Opel forschte weiter und zwischen 1990 und 1997 ging es auch einen großen Schritt nach vorne. 1990 wurde auf Basis des Opel Kadett E ein Elektroauto hergestellt, Impuls 1 hieß das Meisterstück. Der herkömmliche Verbrennungsmotor wurde durch einen 16 kW Gleichstrom-Motor ersetzt. Der Impuls 1 erzielte eine Höchstgeschwindigkeit von 100 km/h bei einer Reichweite von ca. 80 km. Wer A sagt muss auch B sagen, also folgte der Impuls 2 auf der Basis vom Astra F Caravan: 2 Drehstrom-Motoren wurden von 32 Blei-Säure Batterien mit Leistung versorgt. Zusammen erreichten die beiden Motoren 61 PS. Da alle guten Dinge 3 sind, basierte der Impuls 3 ebenfalls auf dem Astra F Caravan. Bei diesem Fahrzeug wurden neue Batteriesystem erprobt. Man testete Nickel-Cadium sowie Natrium-Nickelchlorid Batterien.

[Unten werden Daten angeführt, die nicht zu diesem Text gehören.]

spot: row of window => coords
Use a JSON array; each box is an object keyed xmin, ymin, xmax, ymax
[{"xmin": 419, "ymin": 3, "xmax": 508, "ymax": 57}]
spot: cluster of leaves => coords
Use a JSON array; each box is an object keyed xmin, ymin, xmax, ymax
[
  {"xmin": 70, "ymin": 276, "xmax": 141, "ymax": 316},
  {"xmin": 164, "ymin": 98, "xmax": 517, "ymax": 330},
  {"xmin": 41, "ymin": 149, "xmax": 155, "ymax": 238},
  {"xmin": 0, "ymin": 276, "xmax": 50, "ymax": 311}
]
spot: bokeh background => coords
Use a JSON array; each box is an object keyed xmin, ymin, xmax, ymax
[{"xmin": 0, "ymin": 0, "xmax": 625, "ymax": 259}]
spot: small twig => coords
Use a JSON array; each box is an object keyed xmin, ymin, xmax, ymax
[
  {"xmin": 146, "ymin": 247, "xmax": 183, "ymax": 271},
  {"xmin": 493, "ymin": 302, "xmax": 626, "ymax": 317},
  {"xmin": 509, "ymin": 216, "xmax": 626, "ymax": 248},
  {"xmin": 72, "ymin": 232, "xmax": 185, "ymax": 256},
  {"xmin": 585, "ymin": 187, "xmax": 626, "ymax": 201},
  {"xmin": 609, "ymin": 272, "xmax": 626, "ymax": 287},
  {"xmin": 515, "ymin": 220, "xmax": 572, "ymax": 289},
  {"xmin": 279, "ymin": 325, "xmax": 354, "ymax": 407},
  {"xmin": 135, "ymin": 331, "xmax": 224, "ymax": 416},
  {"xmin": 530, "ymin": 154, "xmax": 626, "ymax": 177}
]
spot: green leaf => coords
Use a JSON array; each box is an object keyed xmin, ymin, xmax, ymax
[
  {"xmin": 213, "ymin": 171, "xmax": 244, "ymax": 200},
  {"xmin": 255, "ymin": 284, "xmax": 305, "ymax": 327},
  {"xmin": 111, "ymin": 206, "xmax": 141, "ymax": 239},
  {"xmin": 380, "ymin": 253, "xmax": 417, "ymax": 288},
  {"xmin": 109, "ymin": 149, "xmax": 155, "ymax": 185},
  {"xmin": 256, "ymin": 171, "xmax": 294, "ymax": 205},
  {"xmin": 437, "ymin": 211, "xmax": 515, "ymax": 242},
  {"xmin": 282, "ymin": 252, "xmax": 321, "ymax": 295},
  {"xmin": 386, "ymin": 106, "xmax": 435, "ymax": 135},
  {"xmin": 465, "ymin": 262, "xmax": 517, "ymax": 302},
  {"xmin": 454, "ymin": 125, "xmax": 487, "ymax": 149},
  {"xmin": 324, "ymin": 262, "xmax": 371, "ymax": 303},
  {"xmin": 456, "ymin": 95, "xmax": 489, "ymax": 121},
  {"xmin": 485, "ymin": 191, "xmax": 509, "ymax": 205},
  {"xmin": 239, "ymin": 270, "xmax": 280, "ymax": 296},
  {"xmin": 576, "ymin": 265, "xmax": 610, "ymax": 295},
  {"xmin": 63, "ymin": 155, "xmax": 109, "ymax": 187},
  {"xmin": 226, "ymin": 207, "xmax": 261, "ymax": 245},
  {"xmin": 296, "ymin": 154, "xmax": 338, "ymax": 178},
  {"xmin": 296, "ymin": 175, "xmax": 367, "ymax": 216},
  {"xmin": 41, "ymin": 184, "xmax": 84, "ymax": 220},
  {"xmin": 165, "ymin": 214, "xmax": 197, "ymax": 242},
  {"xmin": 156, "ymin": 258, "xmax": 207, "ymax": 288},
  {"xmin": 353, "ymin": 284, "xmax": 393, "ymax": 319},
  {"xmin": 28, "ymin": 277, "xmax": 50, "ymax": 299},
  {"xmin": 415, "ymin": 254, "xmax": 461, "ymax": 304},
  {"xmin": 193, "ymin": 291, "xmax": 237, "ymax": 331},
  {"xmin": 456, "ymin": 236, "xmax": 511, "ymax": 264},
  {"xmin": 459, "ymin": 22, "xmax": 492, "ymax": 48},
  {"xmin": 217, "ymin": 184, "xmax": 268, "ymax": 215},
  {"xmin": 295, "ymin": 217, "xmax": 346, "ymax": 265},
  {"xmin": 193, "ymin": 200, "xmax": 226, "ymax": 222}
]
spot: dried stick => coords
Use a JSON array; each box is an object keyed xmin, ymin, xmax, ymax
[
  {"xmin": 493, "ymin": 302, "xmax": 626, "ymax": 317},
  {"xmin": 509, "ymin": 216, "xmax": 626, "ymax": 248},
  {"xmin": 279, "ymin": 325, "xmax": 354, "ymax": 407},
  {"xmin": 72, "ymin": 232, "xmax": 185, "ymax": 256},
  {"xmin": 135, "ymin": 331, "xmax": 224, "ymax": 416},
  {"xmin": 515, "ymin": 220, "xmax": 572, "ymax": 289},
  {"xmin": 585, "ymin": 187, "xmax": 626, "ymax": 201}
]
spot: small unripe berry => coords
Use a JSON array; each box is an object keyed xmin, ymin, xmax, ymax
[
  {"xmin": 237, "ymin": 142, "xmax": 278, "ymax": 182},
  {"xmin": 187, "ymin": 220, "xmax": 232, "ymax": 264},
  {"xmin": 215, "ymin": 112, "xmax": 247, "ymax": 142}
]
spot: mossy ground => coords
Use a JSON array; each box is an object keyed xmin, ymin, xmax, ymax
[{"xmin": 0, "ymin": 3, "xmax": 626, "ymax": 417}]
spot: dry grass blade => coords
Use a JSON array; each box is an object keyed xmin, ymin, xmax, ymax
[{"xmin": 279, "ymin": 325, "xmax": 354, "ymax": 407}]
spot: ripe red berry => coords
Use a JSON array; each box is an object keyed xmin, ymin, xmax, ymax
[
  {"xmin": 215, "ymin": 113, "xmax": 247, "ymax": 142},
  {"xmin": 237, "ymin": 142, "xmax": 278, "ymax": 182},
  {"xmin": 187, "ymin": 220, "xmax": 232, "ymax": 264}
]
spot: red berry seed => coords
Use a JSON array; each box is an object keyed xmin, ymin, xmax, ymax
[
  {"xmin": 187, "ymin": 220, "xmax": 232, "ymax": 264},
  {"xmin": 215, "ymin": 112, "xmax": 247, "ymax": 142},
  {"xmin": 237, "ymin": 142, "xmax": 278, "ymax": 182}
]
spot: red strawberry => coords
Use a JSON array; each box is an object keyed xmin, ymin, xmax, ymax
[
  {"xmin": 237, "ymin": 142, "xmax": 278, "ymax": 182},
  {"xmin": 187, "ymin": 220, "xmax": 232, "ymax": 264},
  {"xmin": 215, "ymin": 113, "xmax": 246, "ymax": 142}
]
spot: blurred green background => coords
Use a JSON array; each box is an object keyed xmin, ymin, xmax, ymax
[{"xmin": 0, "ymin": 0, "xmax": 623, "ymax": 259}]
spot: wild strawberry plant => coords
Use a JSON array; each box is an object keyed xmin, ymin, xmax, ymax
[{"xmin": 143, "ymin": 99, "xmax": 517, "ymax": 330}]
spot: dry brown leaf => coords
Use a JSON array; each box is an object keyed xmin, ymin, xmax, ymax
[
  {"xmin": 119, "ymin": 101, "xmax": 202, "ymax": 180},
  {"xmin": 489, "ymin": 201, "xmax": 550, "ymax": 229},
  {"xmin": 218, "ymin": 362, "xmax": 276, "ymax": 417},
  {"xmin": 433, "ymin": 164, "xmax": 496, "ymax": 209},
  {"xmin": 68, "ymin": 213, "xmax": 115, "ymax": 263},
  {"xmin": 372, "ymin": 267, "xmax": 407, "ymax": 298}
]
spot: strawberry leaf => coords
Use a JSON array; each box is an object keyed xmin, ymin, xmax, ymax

Seit über 10 Jahren setzt Opel auch in die Entwicklung der Wasserstoff-Brennstoffzelle, so wurde auf der Basis vom Opel Zafira A der HydroGen1 welcher als Brennstoffzellen-Konzeptfahrzeug sage und schreibe 11 internationale Rekorde aufstellte. 109 PS Dauerlast, 163 PS Spitzenlast – das sind doch Werte mit denen es sich leben und vor allem fahren lässt, denn diese Leistung stellte das umweltfreundliche kompakt Kraftwerk im Fahrzeug zur Verfügung. 75 PS leistete der Drehstrom-Elektromotor im HydroGen 1. Ein Grund für Opel weiter zu forschen und zu entwickeln. Die Leistung wurde erhöht, die Reichweite gesteigert und vor allem wurde z.B. der HydroGen3 im Alltag getestet. Mehr als 100 Testfahrzeuge sind inzwischen vom HydroGen4 im Einsatz, zusammen haben sie über 3,22 Millionen Kilometer zurück gelegt und das bei 160 km/h Höchstgeschwindigkeit, 320 Kilometer Reichweite und einer Spitzenleistung von 128 PS.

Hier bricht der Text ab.